Aboveboard: Summer 2018
We’ve always known the lands, waters and wildlife of Maryland to be unique treasures waiting to be discovered. Now more people are realizing that stewardship and conservation of our natural resources can go hand-in-hand with economic benefits.
Recognizing that potential, the Department of Natural Resources works in partnership with the Department of Commerce on efforts to promote nature-based tourism in our state.
One of those efforts is Fish & Hunt Maryland, which produces valuable information about our state’s tremendous outdoor recreational activities aligned with recommendations for scheduling a vacation around them. In this issue, we feature one of their articles on top fishing and hunting opportunities.
This type of initiative is important not just for those who engage in outdoor recreation, but for all state residents, who benefit from the economic impact of anglers, boaters, hikers, hunters and others who make Maryland their destination of choice.
That’s one reason that we’ve made a priority of connecting natural resources with economic opportunity throughout the entire state.
That’s the focus of the Maryland Outdoor Recreation Economic Commission, which has begun meeting regularly. Created last fall, this commission will develop innovative strategies to market Maryland’s unique outdoor and heritage recreation brand, as well as recommend initiatives to attract and retain outdoor recreation companies and revenue.
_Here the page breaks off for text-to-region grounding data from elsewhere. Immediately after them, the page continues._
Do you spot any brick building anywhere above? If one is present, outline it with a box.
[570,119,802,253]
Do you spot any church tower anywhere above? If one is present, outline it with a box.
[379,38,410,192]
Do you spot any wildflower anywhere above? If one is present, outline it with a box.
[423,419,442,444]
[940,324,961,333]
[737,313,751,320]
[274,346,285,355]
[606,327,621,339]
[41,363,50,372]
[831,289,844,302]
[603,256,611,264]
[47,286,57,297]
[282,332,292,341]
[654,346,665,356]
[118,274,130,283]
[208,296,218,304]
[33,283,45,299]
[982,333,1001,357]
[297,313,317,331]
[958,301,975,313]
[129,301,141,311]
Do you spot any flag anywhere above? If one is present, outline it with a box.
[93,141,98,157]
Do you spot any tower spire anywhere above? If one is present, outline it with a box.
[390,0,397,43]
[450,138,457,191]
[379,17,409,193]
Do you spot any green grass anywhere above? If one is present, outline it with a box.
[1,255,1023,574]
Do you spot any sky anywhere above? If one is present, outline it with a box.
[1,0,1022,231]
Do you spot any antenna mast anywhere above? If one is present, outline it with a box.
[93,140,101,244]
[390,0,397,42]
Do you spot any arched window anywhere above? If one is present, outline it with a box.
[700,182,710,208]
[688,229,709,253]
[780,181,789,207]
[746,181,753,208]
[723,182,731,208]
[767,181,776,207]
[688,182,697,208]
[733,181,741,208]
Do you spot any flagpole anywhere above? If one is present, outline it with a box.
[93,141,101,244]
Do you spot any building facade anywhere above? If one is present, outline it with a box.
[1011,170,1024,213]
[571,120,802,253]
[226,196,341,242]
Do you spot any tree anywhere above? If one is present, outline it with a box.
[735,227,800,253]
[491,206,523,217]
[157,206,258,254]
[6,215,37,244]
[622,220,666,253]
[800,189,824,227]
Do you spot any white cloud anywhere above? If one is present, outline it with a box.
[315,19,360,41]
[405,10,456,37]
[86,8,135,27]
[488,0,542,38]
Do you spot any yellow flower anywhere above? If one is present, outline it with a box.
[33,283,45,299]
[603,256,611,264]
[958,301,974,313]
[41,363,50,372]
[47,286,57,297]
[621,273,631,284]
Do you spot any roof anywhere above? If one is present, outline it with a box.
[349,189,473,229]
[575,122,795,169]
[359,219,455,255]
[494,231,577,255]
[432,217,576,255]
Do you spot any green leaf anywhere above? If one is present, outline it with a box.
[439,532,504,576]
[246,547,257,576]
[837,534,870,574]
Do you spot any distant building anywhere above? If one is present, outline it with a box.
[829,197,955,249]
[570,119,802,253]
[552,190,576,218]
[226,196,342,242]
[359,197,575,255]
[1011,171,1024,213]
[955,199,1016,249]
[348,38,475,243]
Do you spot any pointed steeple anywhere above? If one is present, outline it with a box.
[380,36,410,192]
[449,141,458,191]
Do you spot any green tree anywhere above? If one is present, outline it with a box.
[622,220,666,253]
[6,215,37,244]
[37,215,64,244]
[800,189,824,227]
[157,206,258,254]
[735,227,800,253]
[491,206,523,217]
I chair this committee along with Commerce Secretary Mike Gill. With 17 commissioners set to meet through December 2019, we’re tasked to help ensure that our state’s natural heritage is strengthened, bringing about new businesses, increasing visitation and tourism, and ultimately enhancing and preserving our natural resources for this and future generations.
One of the first things the commission determined is we can’t do all this sitting in a room in Annapolis—so we’ve taken our show on the road to see firsthand how outdoor recreation plays a role in our local economies. During this first year of operation, the commission is conducting outreach sessions around the state to engage stakeholders where they live, work and play. From all this information gathering we’ll deliver to the governor a smart, sustainable strategy.
As I confirmed with colleagues and outdoor enthusiasts at a recent National Outdoor Recreation Conference, efforts like this comprise a nationwide movement, and Maryland is at the forefront! Only eight other states have created similar outdoor economic commissions.
This is an exciting opportunity and a great time to be involved in blazing this new trail for our state. If anyone has any questions about the commission, please feel free to contact Kelly Choi at 410-260-8912.
Outdoor recreation in Maryland currently generates 109,000 direct jobs, $14 billion in consumer spending, $4.4 billion in wages and salaries, and $951 million in state and local tax revenue. Investment in outdoor recreation and nature and heritage tourism supports many outdoor activities, including biking, boating, camping, fishing, hiking, horseback riding, hunting, paddling, swimming, viewing wildlife and visiting historic sites.